Но прошло немного времени, настал восьмой день девятого месяца [109], и человек четырнадцать-пятнадцать приказчиков стали спорить между собой, кому идти ко мне требовать уплаты за товар. Каждый кричал, что пойдет именно он. Среди них был один человек уже в преклонных годах. Он не знал ни любви, ни жалости, даже во сне щелкал на счетах, а наяву не расставался с пером и тушечницей. Для своего хозяина в Киото он был таким же преданным слугой, как белая мышь для бога Дайкоку [110].
Равнодушный ко всему, кроме наживы, он верно судил о людях и был человеком несравненного ума. Старик нетерпеливо сказал болтливым приказчикам:
— Я сам взыщу с нее долг. Шею сверну, а получу.
Он поторопился пойти сам и набросился на меня с грубыми словами. Но я ничуть не смутилась:
— Из-за безделицы вам пришлось идти в такую даль. Как мне перед вами извиниться!
Я сбросила с себя свое платье цвета лепестков сливы и сказала:
— Это платье я дала окрасить по особому заказу, а не проносила и двух дней. Вот и пояс. У меня нет наличных денег. Делать нечего, возьмите хоть это.
С глазами полными слез я разделась донага, только одно свое красное косимаки на себе оставила…
Тело у меня было замечательной красоты, не слишком полное, не чересчур худое, нигде ни единой отметины, даже малейшего шрама от прижигания моксой не было, такое гладкое, точно маслом смазано. Не мудрено, что при этом виде даже сурового старого приказчика проняла дрожь.
— Несчастная! Как можно забрать у нее последнее платье? Еще, на беду, простудится.
И он снова надел на меня мое платье. Попался-таки женщине в руки! Я воскликнула:
— Вот поистине сострадательный человек! — и оперлась на него.
Старик, взыграв духом, подозвал своего слугу Кюроку, велел ему открыть переносной ящик и достал оттуда пригоршню мелочи:
— Вот возьми. Навести дома любви на улице Ситаядори и в Иосиваре. Я даю тебе отпуск.
У слуги ум за разум зашел, он ушам своим не поверил. Весь побагровев, он даже ничего не мог сказать в ответ и с трудом только понял, что это правда.
«Эге!
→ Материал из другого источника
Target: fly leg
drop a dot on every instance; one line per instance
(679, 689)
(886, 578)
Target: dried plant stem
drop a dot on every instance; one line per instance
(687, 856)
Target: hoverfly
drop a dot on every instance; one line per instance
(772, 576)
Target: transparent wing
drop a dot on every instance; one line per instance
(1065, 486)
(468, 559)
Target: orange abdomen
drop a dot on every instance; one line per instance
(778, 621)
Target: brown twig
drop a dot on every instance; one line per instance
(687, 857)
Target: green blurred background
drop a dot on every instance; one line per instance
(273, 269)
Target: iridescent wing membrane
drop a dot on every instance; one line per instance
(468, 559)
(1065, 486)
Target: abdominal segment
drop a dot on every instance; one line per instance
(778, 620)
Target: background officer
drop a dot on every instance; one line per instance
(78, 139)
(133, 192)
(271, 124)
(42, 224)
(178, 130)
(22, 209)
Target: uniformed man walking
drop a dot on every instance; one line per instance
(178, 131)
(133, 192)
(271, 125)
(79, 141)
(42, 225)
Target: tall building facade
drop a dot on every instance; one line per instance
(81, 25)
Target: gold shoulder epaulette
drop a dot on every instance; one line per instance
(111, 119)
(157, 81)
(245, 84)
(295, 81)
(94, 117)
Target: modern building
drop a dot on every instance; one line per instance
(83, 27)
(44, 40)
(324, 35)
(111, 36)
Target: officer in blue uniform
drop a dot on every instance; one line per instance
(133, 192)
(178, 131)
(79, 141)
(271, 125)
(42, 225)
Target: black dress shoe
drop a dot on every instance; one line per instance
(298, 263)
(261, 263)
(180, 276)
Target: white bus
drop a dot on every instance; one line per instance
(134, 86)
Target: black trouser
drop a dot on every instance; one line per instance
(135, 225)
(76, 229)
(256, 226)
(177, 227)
Значит, я ему помеха в его любовных шашнях. Старик мой всегда такой скряга, и вдруг… Сейчас хороший случай выпросить что-нибудь», — подумал Кюроку и сказал:
— Нет, я ни за что не решусь показаться в домах любви: ведь на мне плохое бумажное фундоси.
— В самом деле, — согласился приказчик и, отмерив, сколько потребуется, дал ему кусок шелка в одну ширину.
Слуга схватил ткань, обмотал вокруг бедер, даже не сшив концы, и, вне себя от радости, пустился бежать туда, куда его влекло сердце.
Приказчик сейчас же закрыл дверь на запор, повесил на окно большой плетеный зонт и заключил со мной любовный союз без помощи сватов.
С той поры он бросил думать о наживе и пустился во все тяжкие. И даже нельзя было извинить его безрассудства как грех молодости. Он причинил огромные убытки торговой лавке в Эдо, и хозяину пришлось вызвать его назад в Киото.
Назвавшись мастерицей по шитью, женщина повсюду ходит с ящичком для шитья, старается понравиться тому, другому, берет по одной серебряной монете в день и довольно ловко зарабатывает себе на пропитание, хотя так ни одной вещи и не сошьет. Но на этой нити нет узелка, долго она не прослужит.